Research from Recorded Future presents details on China's social media influence operations targeted at the West. The operations differ from Russia's influence campaigns based on the countries' different national goals. Russia's operations are primarily "disruptive and destabilizing," while China's are "largely positive and coordinated." Chinese information operations are meant, researchers say, to present an "overwhelmingly positive, benign, and cooperative image of China" to Western users. These campaigns don't show a large-scale interest in swaying foreign elections; rather, they focus on changing opinions about policies that are disadvantageous to China's goals. The researchers found that just two Chinese influence profiles on Instagram "reached a level of audience engagement roughly one-sixth as large as the entire Russian IRA-associated campaign targeting the United States on Instagram."

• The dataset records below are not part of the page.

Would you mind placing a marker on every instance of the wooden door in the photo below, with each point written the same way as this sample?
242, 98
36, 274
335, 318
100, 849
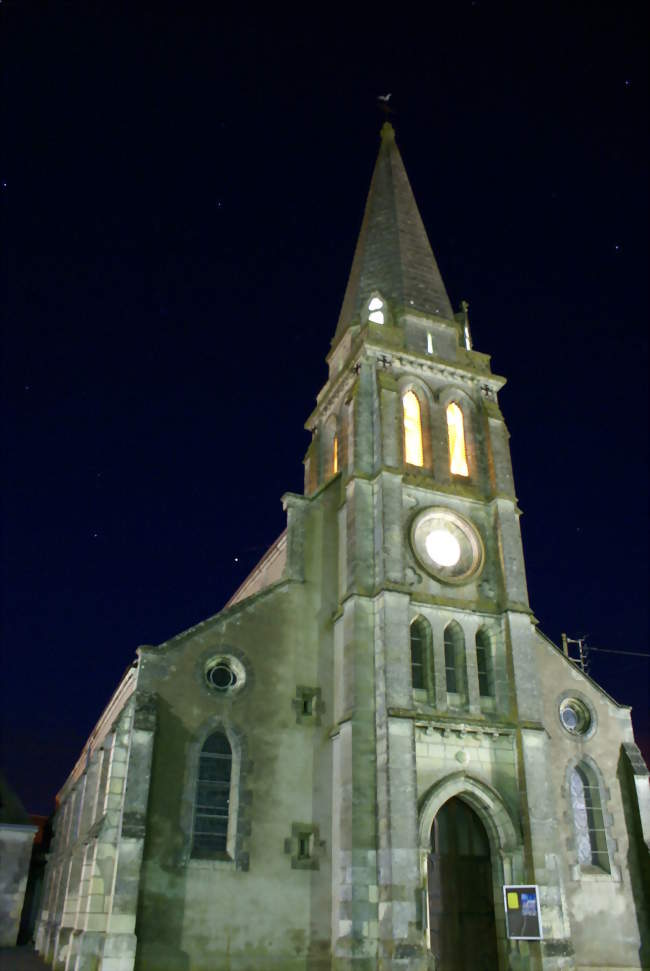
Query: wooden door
461, 904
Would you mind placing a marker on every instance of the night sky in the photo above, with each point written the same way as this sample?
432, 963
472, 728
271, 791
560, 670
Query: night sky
181, 190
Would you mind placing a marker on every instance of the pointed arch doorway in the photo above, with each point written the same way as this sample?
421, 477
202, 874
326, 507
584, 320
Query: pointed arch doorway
460, 899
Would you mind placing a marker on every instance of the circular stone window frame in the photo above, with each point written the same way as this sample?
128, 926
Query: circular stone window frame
225, 659
472, 558
585, 709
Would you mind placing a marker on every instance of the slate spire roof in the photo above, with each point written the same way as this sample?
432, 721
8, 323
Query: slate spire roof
393, 256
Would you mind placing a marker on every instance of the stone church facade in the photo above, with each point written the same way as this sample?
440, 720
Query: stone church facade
343, 767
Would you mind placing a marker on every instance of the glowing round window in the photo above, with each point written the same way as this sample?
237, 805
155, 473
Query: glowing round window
442, 547
447, 545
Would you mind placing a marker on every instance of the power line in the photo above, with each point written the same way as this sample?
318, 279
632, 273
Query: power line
606, 650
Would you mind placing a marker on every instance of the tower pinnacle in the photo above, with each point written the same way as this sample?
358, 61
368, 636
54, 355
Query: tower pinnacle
393, 255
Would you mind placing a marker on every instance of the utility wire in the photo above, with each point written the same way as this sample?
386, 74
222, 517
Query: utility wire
606, 650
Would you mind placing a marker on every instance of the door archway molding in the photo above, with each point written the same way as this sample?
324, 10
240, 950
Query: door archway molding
484, 800
506, 844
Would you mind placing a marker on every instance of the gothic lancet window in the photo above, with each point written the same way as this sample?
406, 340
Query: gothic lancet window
456, 433
376, 308
212, 803
455, 659
484, 663
413, 454
588, 821
422, 657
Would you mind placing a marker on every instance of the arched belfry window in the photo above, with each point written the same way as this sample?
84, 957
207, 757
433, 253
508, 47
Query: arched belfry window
455, 660
422, 677
212, 801
413, 453
588, 820
456, 435
376, 311
484, 664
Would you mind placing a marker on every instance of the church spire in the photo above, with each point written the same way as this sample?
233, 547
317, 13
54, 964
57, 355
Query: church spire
393, 254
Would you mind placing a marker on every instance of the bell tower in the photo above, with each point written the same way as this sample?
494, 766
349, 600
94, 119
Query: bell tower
433, 635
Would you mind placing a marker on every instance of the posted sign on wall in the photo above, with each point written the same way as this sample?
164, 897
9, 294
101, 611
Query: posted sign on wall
523, 921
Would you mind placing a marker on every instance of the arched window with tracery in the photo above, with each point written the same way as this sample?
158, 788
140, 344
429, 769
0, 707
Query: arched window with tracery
422, 674
212, 800
588, 819
412, 418
484, 664
455, 661
456, 436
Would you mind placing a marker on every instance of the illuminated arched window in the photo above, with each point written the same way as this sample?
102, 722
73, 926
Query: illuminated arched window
412, 429
588, 820
456, 432
376, 311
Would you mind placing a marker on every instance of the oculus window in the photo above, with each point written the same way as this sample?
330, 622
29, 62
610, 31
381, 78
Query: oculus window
446, 545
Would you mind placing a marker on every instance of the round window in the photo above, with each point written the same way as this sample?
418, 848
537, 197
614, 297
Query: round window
225, 674
446, 544
575, 716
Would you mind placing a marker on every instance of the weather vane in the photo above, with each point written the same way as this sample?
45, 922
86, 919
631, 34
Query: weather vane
383, 105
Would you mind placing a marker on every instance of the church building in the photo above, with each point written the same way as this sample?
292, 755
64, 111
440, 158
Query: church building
371, 758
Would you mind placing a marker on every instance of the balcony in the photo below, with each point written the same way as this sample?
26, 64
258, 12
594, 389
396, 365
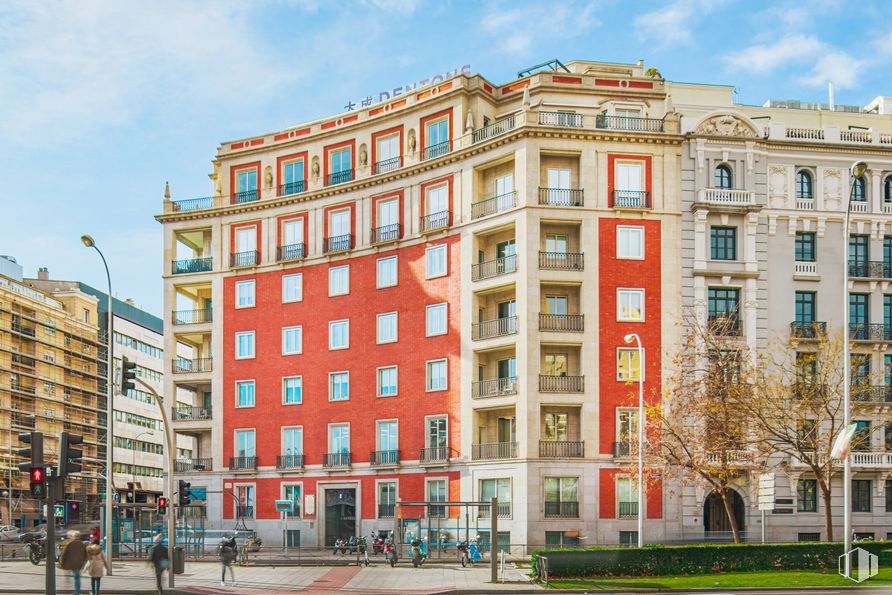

The Washington Times claims that the United States has begun conducting counter-cyberattacks against China in retaliation for Chinese cyberespionage. The US hacks are likely targeting trade secrets related to Chinese missile technology.
Amnesty International says the Egyptian government is responsible for a wave of spear phishing attacks that targeted activists within the country, ZDNet notes. Government-backed attackers created third-party apps to launch OAuth phishing attacks against victims' Gmail accounts. They also targeted Yahoo, Outlook and Hotmail users. The list of targeted individuals had "significant overlaps" with those targeted in a 2017 campaign which was also linked to Egyptian state-sponsored actors.
Security researchers found more than 808 million email records in an internet-connected MongoDB instance without a password. Millions of the records included sensitive personal information as well.